So I just wrote this long pretty pessimistic post and I lost it. Karma or something, eh?
Welp, Vacation Bible School isn't really worth my time this week, yet it will absorb my Monday-Friday 5 to 8:30. WOOHOO. I feel so out of the loop again... I don't know what my deal is. I have a ridiculous amount of people I would like to spend time with, and these people somehow avoid me. Oh I have cooties alright.
Church politics piss me off so much. Church and Politics should not be combined at all. But alas, people corrupt most things... so why not church. This is why I don't appreciate going anymore. Or maybe it's just the laziness. Oh well.

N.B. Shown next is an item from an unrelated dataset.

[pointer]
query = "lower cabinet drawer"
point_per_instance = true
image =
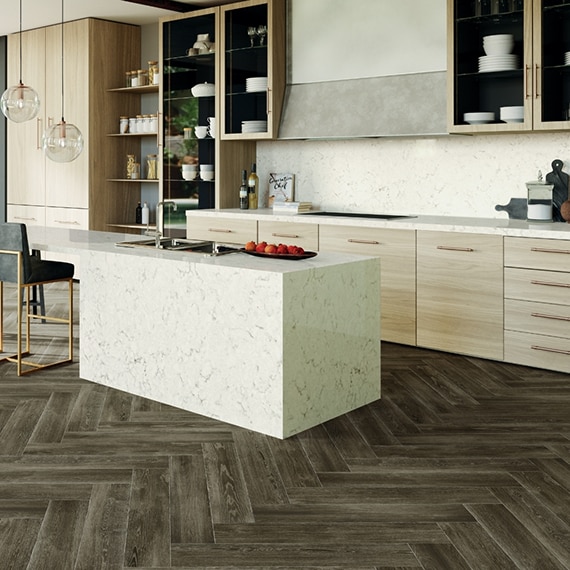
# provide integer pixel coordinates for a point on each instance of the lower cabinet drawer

One of my bad karma inducing thoughts involved the blog circuit. In some of these things, it becomes quite obvious to me that people are worried about being enough of something. Entertaining enough, depressed enough, pitiful enough, witty enough, intelligent enough... it's sometimes overwhelmingly self absorbed. At many moments I find my blogging prospect an abstract form of being self obsessed. But I still do it. And I love it.
And I don't want to be one of those people who starts every entry with "since I haven't posted in two months I thought I'd write a few sentences... oh I guess I'm done now, see you next year blogger".
Moving on, wine me, dine me, sign me, fine me, pine me, line me, tine me, vine me, mine me, and of course, sixty-nine me.
Or better yet, call me, and take me out sometime.